By 2050, 12 million people will have the irregular heartbeat known as atrial fibrillation, treatment of which will cost into the tens of billions of dollars.
For some, symptoms are as minor as an occasional notice of the heartbeat in the chest (palpitations) while for others it can be far more interfering, with symptoms like an irregular or rapid heartbeat, palpitations, lightheadedness, extreme fatigue, shortness of breath or chest pain.
Treatments can range from nothing to medications to control the heart rhythym (usually beta blockers, which will increase your risk of stroke and diabetes) or blood thinners to surgery to burn out the regions of the heart responsible for the irregular heartbeat.
If none of these options sound appealing to you, luckily there’s an easier answer. But, as a warning, I’m going to sound like a broken record. But before I go on to sounding like a broken record, let me explain something about atrial fibrillation and how it relates to the way your brain functions (which, having written the book on Migraines and Epilepsy, sort of makes me an expert on the topic).
The cells of the brain function very much like the cells that regulate your heartbeat.

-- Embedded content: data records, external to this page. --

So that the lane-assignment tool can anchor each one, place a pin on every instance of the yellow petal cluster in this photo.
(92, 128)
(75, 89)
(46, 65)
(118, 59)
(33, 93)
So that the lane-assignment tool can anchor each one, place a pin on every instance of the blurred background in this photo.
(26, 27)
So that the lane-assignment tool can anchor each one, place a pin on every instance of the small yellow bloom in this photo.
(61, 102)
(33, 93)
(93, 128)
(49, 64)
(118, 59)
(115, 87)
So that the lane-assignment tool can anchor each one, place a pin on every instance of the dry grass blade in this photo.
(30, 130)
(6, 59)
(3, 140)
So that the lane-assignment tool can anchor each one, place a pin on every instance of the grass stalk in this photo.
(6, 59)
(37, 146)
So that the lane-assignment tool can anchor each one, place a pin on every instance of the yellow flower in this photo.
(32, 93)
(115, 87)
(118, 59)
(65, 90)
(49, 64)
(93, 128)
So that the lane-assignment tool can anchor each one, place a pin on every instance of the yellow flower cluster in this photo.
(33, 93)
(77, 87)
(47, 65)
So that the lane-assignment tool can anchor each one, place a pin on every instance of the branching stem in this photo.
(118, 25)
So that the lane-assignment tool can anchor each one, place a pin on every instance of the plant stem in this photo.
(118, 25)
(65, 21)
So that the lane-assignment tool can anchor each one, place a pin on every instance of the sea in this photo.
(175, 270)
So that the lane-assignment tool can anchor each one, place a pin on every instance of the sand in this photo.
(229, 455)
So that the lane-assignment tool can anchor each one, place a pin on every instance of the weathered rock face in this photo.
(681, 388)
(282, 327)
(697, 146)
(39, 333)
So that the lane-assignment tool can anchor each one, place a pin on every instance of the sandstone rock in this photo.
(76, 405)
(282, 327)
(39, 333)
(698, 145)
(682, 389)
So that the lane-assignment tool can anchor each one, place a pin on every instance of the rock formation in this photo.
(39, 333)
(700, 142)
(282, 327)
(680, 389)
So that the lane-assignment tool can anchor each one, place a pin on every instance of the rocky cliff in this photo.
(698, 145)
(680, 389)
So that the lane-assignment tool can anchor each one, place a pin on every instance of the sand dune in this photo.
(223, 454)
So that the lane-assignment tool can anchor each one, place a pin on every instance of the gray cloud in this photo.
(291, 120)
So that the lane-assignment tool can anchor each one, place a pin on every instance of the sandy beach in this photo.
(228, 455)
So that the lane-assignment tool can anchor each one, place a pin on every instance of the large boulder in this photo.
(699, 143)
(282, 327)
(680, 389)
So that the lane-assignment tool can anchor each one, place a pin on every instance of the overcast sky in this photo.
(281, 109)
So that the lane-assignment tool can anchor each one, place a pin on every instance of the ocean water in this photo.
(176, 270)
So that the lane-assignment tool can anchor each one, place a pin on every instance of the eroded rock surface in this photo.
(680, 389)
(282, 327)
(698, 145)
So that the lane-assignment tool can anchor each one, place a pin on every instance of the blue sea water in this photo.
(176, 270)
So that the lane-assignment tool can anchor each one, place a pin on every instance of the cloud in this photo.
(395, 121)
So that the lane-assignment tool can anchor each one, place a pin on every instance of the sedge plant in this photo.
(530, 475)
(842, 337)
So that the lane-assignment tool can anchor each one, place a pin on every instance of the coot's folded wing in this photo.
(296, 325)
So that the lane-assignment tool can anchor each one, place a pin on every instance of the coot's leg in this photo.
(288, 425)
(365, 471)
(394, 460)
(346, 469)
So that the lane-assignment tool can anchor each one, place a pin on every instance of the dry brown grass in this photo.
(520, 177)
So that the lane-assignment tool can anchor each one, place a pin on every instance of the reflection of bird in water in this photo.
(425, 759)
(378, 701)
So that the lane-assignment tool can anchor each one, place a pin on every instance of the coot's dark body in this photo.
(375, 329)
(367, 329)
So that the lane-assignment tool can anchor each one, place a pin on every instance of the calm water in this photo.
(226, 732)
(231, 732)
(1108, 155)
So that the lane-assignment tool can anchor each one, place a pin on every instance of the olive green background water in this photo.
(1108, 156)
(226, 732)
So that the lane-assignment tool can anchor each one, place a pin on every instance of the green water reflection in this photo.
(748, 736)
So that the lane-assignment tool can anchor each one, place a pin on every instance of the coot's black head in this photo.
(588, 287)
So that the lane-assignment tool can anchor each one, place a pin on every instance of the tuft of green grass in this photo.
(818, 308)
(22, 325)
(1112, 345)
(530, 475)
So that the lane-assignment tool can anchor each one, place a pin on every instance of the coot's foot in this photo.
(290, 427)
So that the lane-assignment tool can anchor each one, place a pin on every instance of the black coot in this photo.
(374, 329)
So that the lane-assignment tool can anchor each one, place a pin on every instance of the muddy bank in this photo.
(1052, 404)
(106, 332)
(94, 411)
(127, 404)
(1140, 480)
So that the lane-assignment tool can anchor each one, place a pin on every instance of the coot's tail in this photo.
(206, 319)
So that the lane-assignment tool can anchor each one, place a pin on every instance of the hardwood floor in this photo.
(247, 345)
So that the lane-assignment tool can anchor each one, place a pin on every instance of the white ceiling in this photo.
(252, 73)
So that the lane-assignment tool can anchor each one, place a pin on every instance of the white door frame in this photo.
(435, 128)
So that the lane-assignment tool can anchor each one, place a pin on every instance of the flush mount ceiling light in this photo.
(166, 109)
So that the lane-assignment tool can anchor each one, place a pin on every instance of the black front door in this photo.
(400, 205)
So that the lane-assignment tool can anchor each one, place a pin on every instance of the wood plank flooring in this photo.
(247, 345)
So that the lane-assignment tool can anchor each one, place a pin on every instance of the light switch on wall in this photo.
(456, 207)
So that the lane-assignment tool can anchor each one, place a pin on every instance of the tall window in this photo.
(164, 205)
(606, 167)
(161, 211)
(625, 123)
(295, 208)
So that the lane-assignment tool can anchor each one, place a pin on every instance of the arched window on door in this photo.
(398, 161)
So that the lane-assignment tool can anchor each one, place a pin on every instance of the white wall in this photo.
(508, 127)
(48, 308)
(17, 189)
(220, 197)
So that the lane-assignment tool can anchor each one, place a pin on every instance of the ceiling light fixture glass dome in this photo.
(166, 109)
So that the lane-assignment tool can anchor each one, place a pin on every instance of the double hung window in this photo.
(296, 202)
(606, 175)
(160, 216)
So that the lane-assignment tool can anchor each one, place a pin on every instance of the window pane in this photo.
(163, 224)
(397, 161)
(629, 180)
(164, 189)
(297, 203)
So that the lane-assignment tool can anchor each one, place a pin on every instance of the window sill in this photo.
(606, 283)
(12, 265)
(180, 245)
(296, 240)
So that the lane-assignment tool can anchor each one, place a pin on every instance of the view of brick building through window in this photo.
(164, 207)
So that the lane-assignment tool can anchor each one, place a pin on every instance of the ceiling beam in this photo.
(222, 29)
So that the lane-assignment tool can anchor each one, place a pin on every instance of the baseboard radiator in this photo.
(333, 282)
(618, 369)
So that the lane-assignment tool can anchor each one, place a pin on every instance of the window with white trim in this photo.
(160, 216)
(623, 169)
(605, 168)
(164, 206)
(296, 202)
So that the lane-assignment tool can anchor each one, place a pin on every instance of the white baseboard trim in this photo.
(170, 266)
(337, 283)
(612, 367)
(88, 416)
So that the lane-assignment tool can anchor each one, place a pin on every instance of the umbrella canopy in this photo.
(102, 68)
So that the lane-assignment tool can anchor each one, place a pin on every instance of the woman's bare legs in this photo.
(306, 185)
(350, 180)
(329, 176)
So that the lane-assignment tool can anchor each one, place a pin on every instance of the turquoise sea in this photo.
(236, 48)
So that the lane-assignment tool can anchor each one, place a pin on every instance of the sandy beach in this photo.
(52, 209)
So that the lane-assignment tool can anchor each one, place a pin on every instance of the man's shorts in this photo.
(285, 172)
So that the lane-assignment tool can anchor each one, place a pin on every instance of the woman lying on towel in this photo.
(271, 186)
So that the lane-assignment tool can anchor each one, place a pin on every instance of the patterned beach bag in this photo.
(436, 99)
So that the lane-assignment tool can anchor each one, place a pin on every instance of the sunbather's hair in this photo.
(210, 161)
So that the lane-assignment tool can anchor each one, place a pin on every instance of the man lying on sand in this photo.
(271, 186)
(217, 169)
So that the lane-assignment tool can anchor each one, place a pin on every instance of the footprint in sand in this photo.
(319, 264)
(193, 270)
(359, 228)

They are heavily dependent on high levels of energy (in the form of ATP) to NOT fire. Basically, a charge has to build up and build up until it is time for that cell to fire, whether it is to fire off a brain cell or the heart muscles.
Just like improving chronic migraine headaches or improving seizures in epilepsy, the key is to stop doing things to damage your mitochondria (the part of the cell that makes the needed ATP) and start doing things to improve the way your mitochondria function. Which brings us back to this particular article.
In it, researchers put people with atrial fibrillation through a series of lifestyle changes, many focused around weight loss, to see how this had an impact on atrial fibrillation. The lifestyle changes consisted of a very low calorie diet (800-1200 calories / day) using a complete meal replacement product (Prima Health Solutions, Kickstart) for 2 of the 3 daily meals for 2 months. Overall the lifestyle program focused on 6 simple tenants:
- Calorie maintenance 800-1200 calories/day
- Low glycemic index foods
- High mono and poly unsaturated fats based foods
- Low saturated fats, cholesterol and sodium based foods
- Alcohol reduction (less than or equal to 30g/week)
- Initially 3 x 20 minute sessions of low intensity exercise per week (usually walking), slowly adding in 1 – 2 moderate intensity session(s) per week (jogging, brisk walking, swimming, cross-trainer, rowing machine, cycling)
So what happened to the participants that followed the diet compared to controls that just received general lifestyle advice?
- Lost more weight (about 24 more pounds).
- Atrial fibrillation symptom burden scores were lower (11.8 versus 6 points lower).
- Atrial fibrillation symptom severity scores dropped lower (8.4 versus 1.7 points).
- Number of episodes dropped by 2.5 per week.
- Cumulative duration dropped per week (692-minute decline versus a 419-minute increase).
- As a bonus, there was a reduction in interventricular septal thickness (a sign of less stress on the heart).
Not too shabby of an outcome, especially when you look at the number of minutes per week; basically the group that made the changes had a pretty hefty 18 HOURS less of atrial fibrillation per week. With studies like these starting to accumlate, the idea of merely managing an irregular heartbeat with medications or a “wait and see” approach (notice that the control group had an increase of almost 4 hours per week over the 15 months of the trial) is a bad idea.
Lifestyle changes are a must for this type of irregular heartbeat. But, then again, I did warn you that I was going to sound like a broken record.